Opdracht niveau 2 | Structuur

'Maar ik vond het aardig slecht en ik wist eigenlijk de hele tijd hoe het af ging lopen. En het ging ook nog eens echt zoals ik dacht. Er zaten helemaal geen leuke wendingen in [...].' (Een anonieme scholier op scholieren.com.)

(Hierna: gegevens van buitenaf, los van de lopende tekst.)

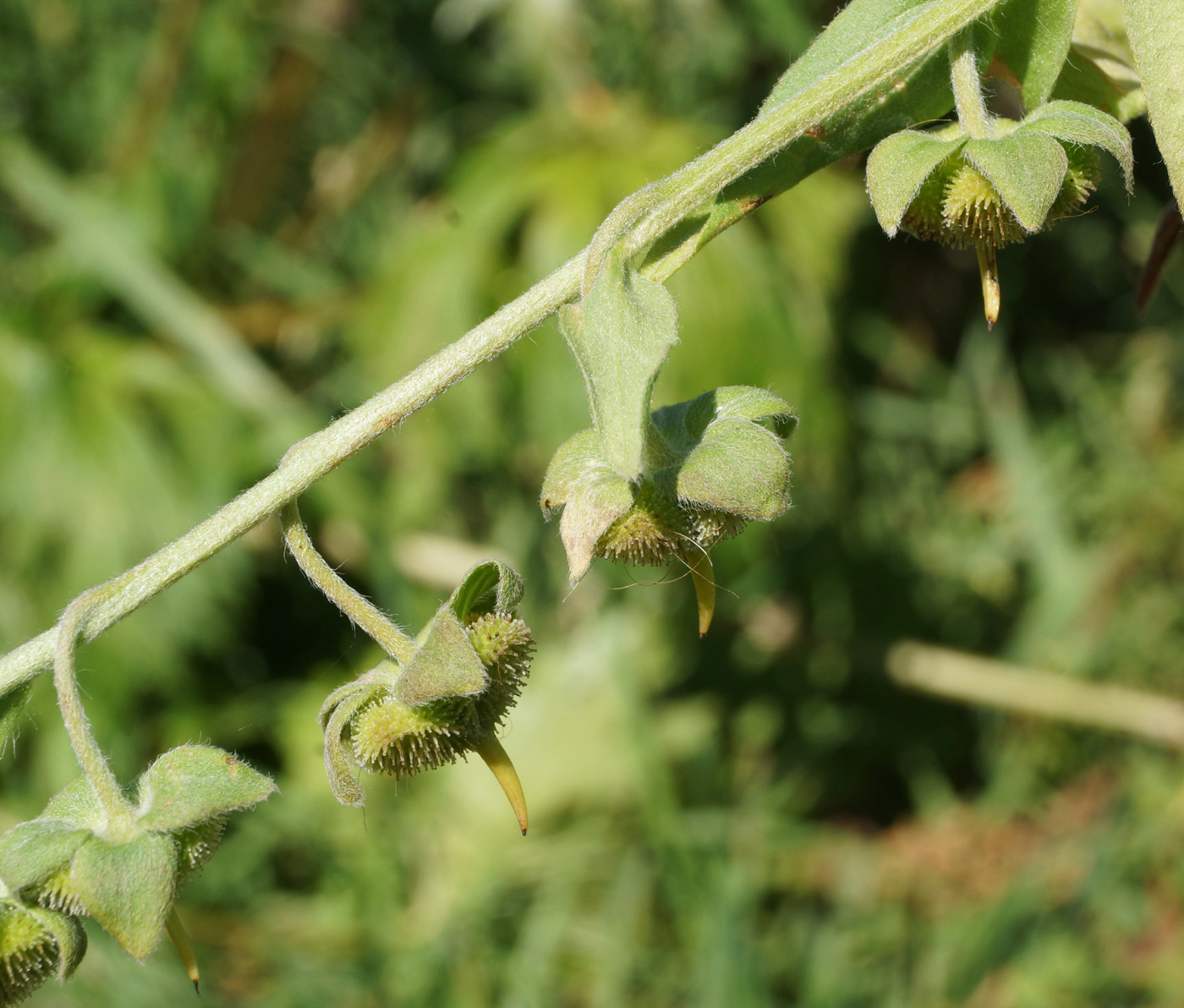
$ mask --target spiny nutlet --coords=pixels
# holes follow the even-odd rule
[[[1066,153],[1069,167],[1045,226],[1079,211],[1101,178],[1101,160],[1093,148],[1069,145]],[[1002,248],[1028,237],[998,190],[961,154],[950,158],[925,180],[900,226],[918,238],[955,249]]]
[[[360,682],[365,699],[342,731],[342,741],[348,740],[358,765],[410,777],[476,751],[501,725],[529,674],[534,649],[530,629],[516,617],[484,612],[470,616],[465,630],[488,674],[485,688],[474,695],[412,705],[397,695],[398,675]]]
[[[63,949],[63,938],[69,949]],[[85,931],[76,918],[0,900],[0,1004],[22,1001],[50,977],[67,975],[85,948]]]

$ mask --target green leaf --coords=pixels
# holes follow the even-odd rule
[[[0,757],[8,749],[8,743],[17,737],[20,715],[25,712],[25,702],[32,689],[33,683],[25,682],[0,696]]]
[[[761,105],[759,116],[818,84],[828,75],[845,72],[866,57],[873,46],[888,43],[909,31],[914,18],[933,18],[947,5],[902,2],[902,0],[852,0],[838,13],[809,50],[781,76]],[[986,13],[991,2],[974,5],[965,20],[933,36],[934,46],[916,50],[907,66],[893,68],[854,101],[825,115],[806,133],[790,141],[777,154],[726,186],[714,204],[689,217],[651,250],[648,269],[669,276],[696,251],[751,213],[765,200],[796,186],[807,175],[835,161],[874,147],[886,136],[919,122],[940,118],[953,105],[950,60],[945,38],[974,17]],[[987,38],[990,41],[990,38]],[[836,90],[841,86],[835,82]]]
[[[490,558],[474,566],[449,598],[456,615],[470,612],[509,614],[522,601],[522,578],[509,564]]]
[[[790,460],[777,436],[747,419],[719,419],[678,468],[681,501],[767,521],[790,506]]]
[[[39,906],[30,906],[27,910],[57,943],[58,980],[69,980],[86,955],[86,929],[77,917],[66,913]]]
[[[564,508],[559,535],[572,584],[587,573],[596,544],[633,503],[633,489],[600,455],[596,431],[572,435],[555,451],[542,481],[542,509]]]
[[[86,911],[137,959],[156,946],[176,880],[176,842],[146,833],[127,843],[92,837],[75,855],[70,879]]]
[[[60,818],[91,832],[107,826],[107,813],[85,777],[75,777],[50,798],[38,818]]]
[[[754,389],[751,385],[725,385],[716,389],[715,413],[719,417],[754,422],[773,420],[778,437],[787,437],[798,425],[798,415],[785,399],[767,389]]]
[[[1184,206],[1184,4],[1122,0],[1122,12],[1156,143]]]
[[[888,237],[896,235],[905,211],[934,168],[965,142],[965,136],[945,140],[906,129],[876,145],[868,158],[868,195]]]
[[[92,835],[62,820],[18,823],[0,836],[0,879],[14,892],[39,882],[69,865]]]
[[[626,480],[636,480],[654,380],[678,342],[674,298],[610,253],[587,296],[565,309],[560,328],[584,372],[604,457]]]
[[[270,777],[212,745],[182,745],[140,776],[139,823],[168,832],[245,809],[276,790]]]
[[[1064,148],[1051,136],[1017,129],[997,140],[970,140],[963,154],[999,191],[1021,226],[1038,231],[1069,167]]]
[[[1122,123],[1101,109],[1095,109],[1082,102],[1049,102],[1028,116],[1016,133],[1043,133],[1069,143],[1089,143],[1094,147],[1101,147],[1114,156],[1122,169],[1126,191],[1131,192],[1134,186],[1134,154],[1131,150],[1131,134],[1127,133]]]
[[[1005,0],[996,9],[995,54],[1016,75],[1024,108],[1048,101],[1073,40],[1076,0]]]
[[[406,670],[394,687],[395,699],[408,706],[442,696],[472,696],[489,682],[485,667],[469,641],[469,631],[444,603],[427,624],[426,633]]]

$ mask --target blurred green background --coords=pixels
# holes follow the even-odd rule
[[[0,649],[263,476],[742,124],[834,0],[0,0]],[[506,746],[336,805],[316,711],[377,649],[263,526],[79,655],[130,779],[231,749],[282,794],[181,894],[202,1004],[1184,1002],[1176,756],[906,693],[903,637],[1184,692],[1184,265],[1132,290],[1169,198],[1000,256],[875,225],[862,163],[762,207],[670,283],[657,405],[799,410],[794,508],[677,572],[570,592],[536,505],[587,425],[553,325],[303,500],[418,627],[474,557],[539,641]],[[635,584],[661,580],[654,586]],[[39,681],[0,826],[75,775]],[[192,1002],[90,926],[49,1006]]]

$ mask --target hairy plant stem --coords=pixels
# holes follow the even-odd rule
[[[982,78],[978,75],[978,54],[974,52],[974,33],[963,28],[950,41],[950,83],[954,90],[958,122],[974,140],[990,137],[990,118],[983,101]]]
[[[683,217],[791,140],[916,63],[953,33],[969,34],[966,27],[995,4],[996,0],[942,0],[914,8],[900,30],[869,46],[858,58],[766,110],[673,175],[624,199],[605,218],[588,245],[580,293],[592,289],[605,255],[618,242],[624,240],[626,257],[644,255]],[[977,84],[977,66],[974,79]]]
[[[107,763],[107,757],[95,740],[95,733],[90,730],[90,721],[86,720],[86,712],[78,695],[78,679],[75,675],[75,650],[79,628],[91,610],[109,593],[110,589],[107,586],[94,588],[79,595],[62,614],[53,648],[53,688],[58,694],[62,720],[65,723],[66,734],[78,758],[78,765],[95,789],[99,804],[107,813],[108,822],[120,823],[129,817],[128,802],[123,797],[120,782],[115,779]]]
[[[279,528],[284,545],[305,577],[324,593],[356,627],[373,637],[379,647],[400,664],[406,664],[416,649],[414,641],[403,633],[373,602],[352,589],[316,551],[296,501],[279,509]]]
[[[478,365],[500,354],[561,304],[578,296],[581,280],[591,285],[605,252],[618,240],[624,240],[626,255],[643,253],[723,186],[870,89],[893,79],[940,46],[953,32],[986,13],[997,1],[929,0],[912,8],[897,19],[888,36],[856,58],[758,116],[664,181],[626,199],[609,216],[584,252],[568,259],[399,381],[295,444],[270,476],[180,539],[97,589],[94,604],[77,615],[76,633],[88,641],[94,640],[295,500],[384,431],[425,406]],[[668,257],[652,264],[646,272],[655,280],[665,281],[684,262]],[[0,657],[0,693],[27,681],[50,664],[57,637],[57,629],[47,630]]]

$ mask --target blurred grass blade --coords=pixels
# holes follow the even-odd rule
[[[912,689],[1184,749],[1184,704],[1167,696],[1082,682],[914,641],[896,644],[887,663],[888,674]]]
[[[144,246],[118,212],[81,192],[27,143],[0,140],[0,185],[56,233],[88,274],[160,334],[193,354],[227,399],[251,415],[309,426],[295,396],[213,309]]]

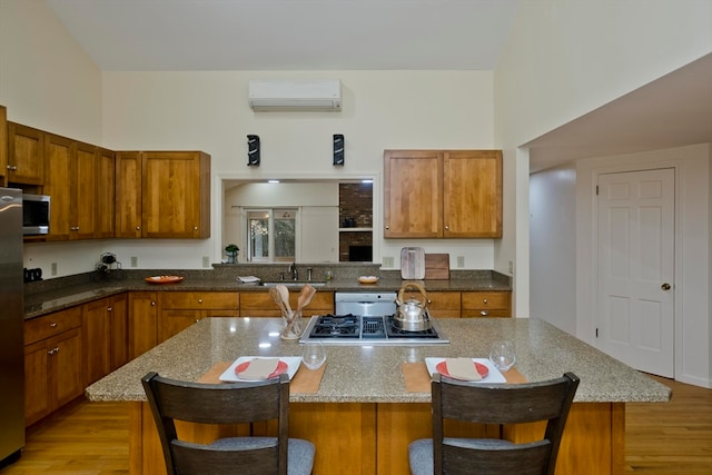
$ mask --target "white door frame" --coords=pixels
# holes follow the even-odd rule
[[[590,179],[587,180],[587,182],[585,184],[585,186],[582,186],[580,194],[577,194],[577,199],[580,197],[585,198],[585,202],[587,204],[587,207],[590,209],[590,222],[589,222],[589,236],[586,237],[586,239],[584,239],[585,241],[589,243],[589,253],[590,256],[597,256],[597,249],[599,249],[599,239],[597,239],[597,235],[599,235],[599,212],[597,212],[597,200],[595,199],[595,187],[599,182],[599,177],[600,175],[606,175],[606,174],[616,174],[616,172],[627,172],[627,171],[643,171],[643,170],[656,170],[656,169],[662,169],[662,168],[674,168],[675,169],[675,205],[674,205],[674,212],[675,212],[675,221],[674,221],[674,236],[675,236],[675,245],[674,245],[674,259],[675,259],[675,273],[674,275],[676,276],[676,278],[679,278],[680,276],[683,275],[683,263],[682,263],[682,226],[681,226],[681,216],[682,216],[682,210],[681,210],[681,194],[682,194],[682,184],[681,184],[681,177],[683,176],[682,174],[682,161],[681,160],[675,160],[675,159],[671,159],[671,160],[661,160],[661,161],[653,161],[650,159],[640,159],[640,160],[635,160],[635,158],[633,157],[630,161],[624,161],[624,162],[619,162],[615,165],[601,165],[601,166],[595,166],[592,167],[590,169],[591,175],[590,175]],[[582,195],[583,194],[583,195]],[[587,198],[585,197],[585,195],[587,195]],[[578,232],[578,231],[577,231]],[[577,264],[578,266],[578,264]],[[582,324],[581,329],[583,328],[583,325],[585,325],[585,331],[582,334],[581,331],[578,333],[578,336],[582,337],[583,339],[587,340],[589,343],[591,343],[593,346],[596,346],[596,338],[595,338],[595,330],[596,330],[596,326],[599,324],[599,301],[597,301],[597,296],[599,296],[599,265],[595,261],[591,261],[587,266],[586,266],[586,271],[587,271],[587,276],[586,279],[587,284],[590,286],[590,290],[589,290],[589,297],[587,298],[581,298],[577,299],[577,323]],[[673,311],[674,311],[674,330],[675,330],[675,337],[674,337],[674,350],[673,350],[673,355],[674,355],[674,375],[676,377],[676,375],[680,374],[681,370],[681,362],[682,362],[682,347],[683,347],[683,342],[682,342],[682,336],[683,336],[683,331],[682,331],[682,318],[680,318],[680,315],[682,315],[682,293],[684,291],[684,289],[682,288],[682,286],[678,286],[675,288],[675,299],[674,299],[674,304],[673,304]],[[580,311],[580,309],[583,306],[589,306],[590,310],[586,315],[585,311]],[[583,315],[582,315],[583,314]],[[585,318],[585,324],[584,320],[580,318]]]

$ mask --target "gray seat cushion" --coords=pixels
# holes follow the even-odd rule
[[[181,445],[191,445],[185,442],[175,442]],[[239,448],[255,449],[263,447],[274,447],[277,444],[275,437],[226,437],[219,438],[210,444],[210,448],[235,451]],[[287,474],[309,475],[314,466],[315,447],[309,441],[301,438],[289,438],[287,446]]]
[[[445,437],[443,443],[466,448],[482,448],[484,451],[501,449],[516,447],[510,441],[501,441],[498,438],[448,438]],[[411,473],[413,475],[433,475],[433,439],[421,438],[414,441],[408,446],[408,459],[411,463]]]

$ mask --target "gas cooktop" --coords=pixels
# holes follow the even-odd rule
[[[429,316],[428,316],[429,318]],[[448,344],[437,323],[421,331],[406,331],[394,324],[394,315],[316,315],[309,319],[299,343],[325,345],[438,345]]]

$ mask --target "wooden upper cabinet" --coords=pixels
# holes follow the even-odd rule
[[[44,184],[44,132],[8,122],[8,184]]]
[[[0,186],[8,175],[8,108],[0,106]]]
[[[502,152],[386,150],[386,238],[502,237]]]
[[[384,236],[443,236],[443,159],[437,150],[386,150]]]
[[[116,170],[117,237],[210,237],[209,155],[119,152]]]
[[[72,187],[71,176],[77,145],[68,138],[46,133],[44,171],[47,181],[44,195],[51,198],[48,240],[69,240],[72,235]],[[93,197],[89,198],[93,199]]]
[[[116,154],[116,231],[118,238],[141,237],[141,152]]]
[[[97,148],[97,215],[95,236],[111,238],[115,236],[116,175],[112,150]]]
[[[113,152],[44,133],[48,240],[113,237]]]
[[[502,237],[502,152],[443,157],[443,237]]]

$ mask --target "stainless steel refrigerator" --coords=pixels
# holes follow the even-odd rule
[[[22,191],[0,188],[0,467],[24,446]]]

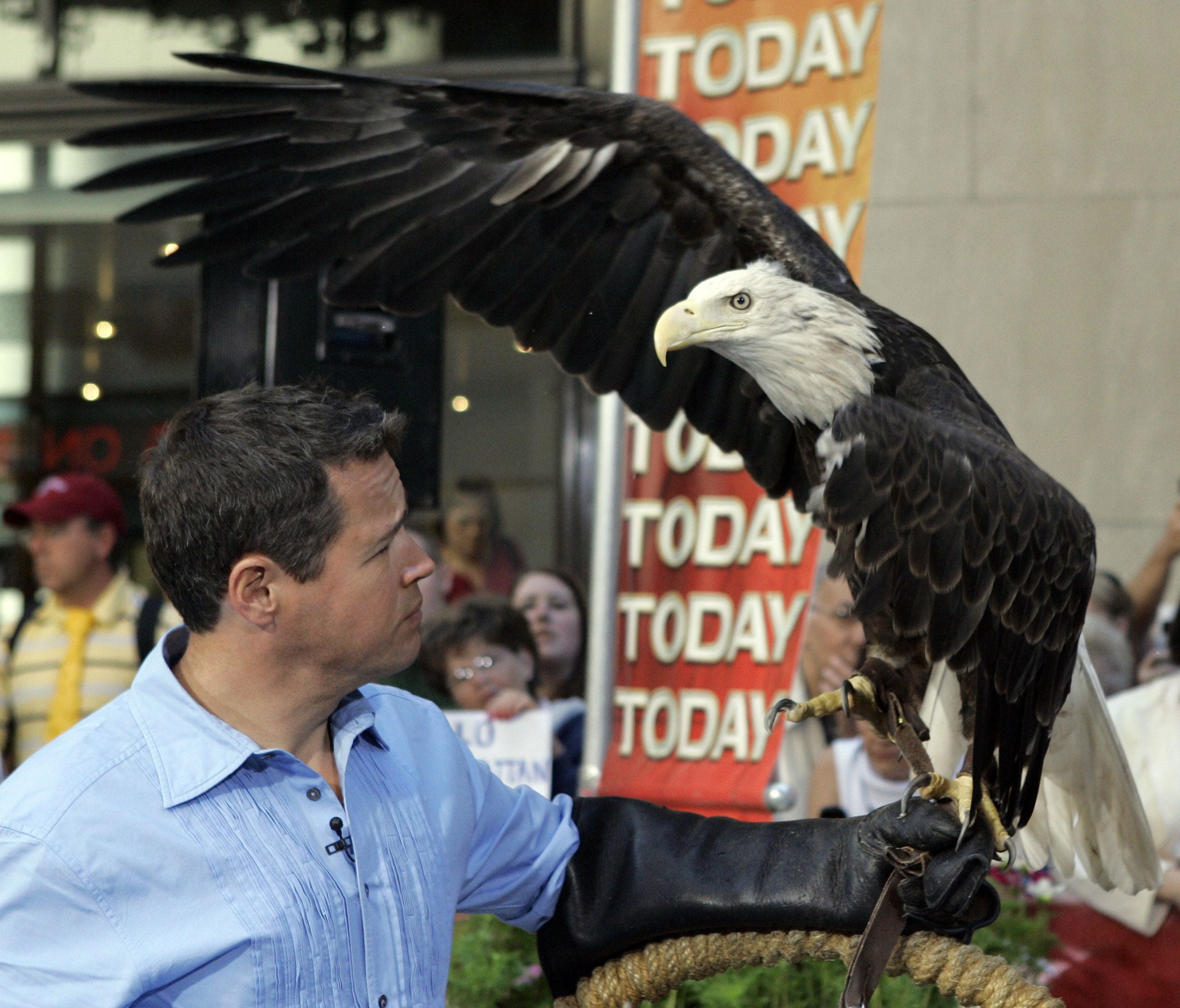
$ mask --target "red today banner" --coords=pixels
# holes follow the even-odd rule
[[[859,272],[879,2],[642,0],[638,90],[701,124]],[[819,532],[681,415],[630,419],[615,717],[599,793],[769,818]],[[780,723],[781,724],[781,723]]]

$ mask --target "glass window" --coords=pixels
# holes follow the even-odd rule
[[[41,52],[35,0],[0,0],[0,80],[32,80]]]
[[[557,560],[562,391],[549,354],[517,349],[453,302],[447,307],[442,380],[442,505],[460,481],[490,480],[502,533],[529,566]]]
[[[110,394],[191,389],[197,271],[152,264],[182,237],[175,224],[48,229],[47,395],[93,402]]]
[[[32,144],[0,144],[0,192],[24,192],[32,187]]]
[[[28,395],[32,289],[33,241],[27,235],[0,235],[0,402]]]

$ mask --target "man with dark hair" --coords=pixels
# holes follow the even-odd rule
[[[41,588],[0,630],[0,753],[15,766],[126,690],[179,620],[120,568],[123,503],[98,476],[50,476],[4,521],[24,534]]]
[[[433,704],[372,685],[417,654],[433,569],[405,525],[401,427],[308,388],[169,424],[142,508],[186,626],[0,785],[0,1004],[442,1006],[455,910],[544,924],[565,995],[673,934],[863,930],[914,848],[932,858],[898,890],[912,927],[995,916],[990,836],[956,850],[930,803],[750,824],[548,802]]]

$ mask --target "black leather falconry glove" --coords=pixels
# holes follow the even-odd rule
[[[596,966],[676,935],[860,934],[898,864],[922,871],[898,890],[909,930],[968,941],[999,913],[986,883],[990,832],[969,831],[956,850],[956,817],[922,799],[904,818],[893,804],[852,819],[743,823],[630,798],[579,798],[573,821],[581,845],[557,910],[537,934],[555,997],[573,994]]]

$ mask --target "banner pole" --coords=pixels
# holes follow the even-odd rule
[[[635,91],[641,0],[615,0],[610,90]],[[610,745],[615,691],[615,608],[622,526],[625,416],[616,395],[598,398],[594,531],[590,541],[590,618],[586,627],[586,719],[578,793],[598,793]]]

De scholier die dit schreef in een boekbespreking moet beslist zelf verhalen gaan schrijven, want hij weet blijkbaar heel goed hoe hij een plot in elkaar moet zetten. Of hij helemaal heeft begrepen wat er op psychologisch niveau gebeurt in Isabelle, blijft de vraag.

Titel Isabelle
Niveau boek niveau 2
Opdracht niveau 2 | Structuur
Studielast 2 uur (+1 uur voor de extra verdiepingsopdracht)
Werkvorm tweetal
Focus structuur
Je leert hoe een schrijver je kan verrassen door onverwachte wendingen.
Gemaakt door Gosse Koolstra

A

Vraag 1

Zoek in het woordenboek op wat een wending precies is. Noteer de definitie.

Vraag 2

Noteer individueel de wendingen in de tabel; bepaal je tot de wendingen in de situatie van Isabelle, Jeanne en Bernard. Geef steeds hoofdstuknummer en korte beschrijving van situatie. Met een kruisje in de kolom onder de betreffende naam geef je aan welke persoon het betreft; in sommige gevallen betreft het meer personen tegelijk.

Vraag 3

Noteer in de laatste kolom wat jouw oordeel is over de wending: voorspelbaar, want …; verrassend, want …; schokkend, want … en eventueel nog andere oordelen met je toelichting erachter. Geef een echte uitleg; 'voorspelbaar want ik zag het aankomen' is geen goede uitleg!

Vraag 4

Leg jullie tabellen naast elkaar. Bespreek alle verschillen. Besluit nu of jullie één gezamenlijke tabel willen maken of dat jullie de individuele tabellen willen handhaven. Licht jullie keuze toe.

Extra

Vraag 1

Welke wendingen hadden jullie graag anders gezien in het verhaal of toegevoegd?

Vraag 2

Breng die andere wendingen aan door de tabel opnieuw in te vullen, maar nu met jullie ideeën (eventueel naast de bestaande).

Vraag 3

Geef een korte toelichting waarom jullie dit graag zo hadden gewild.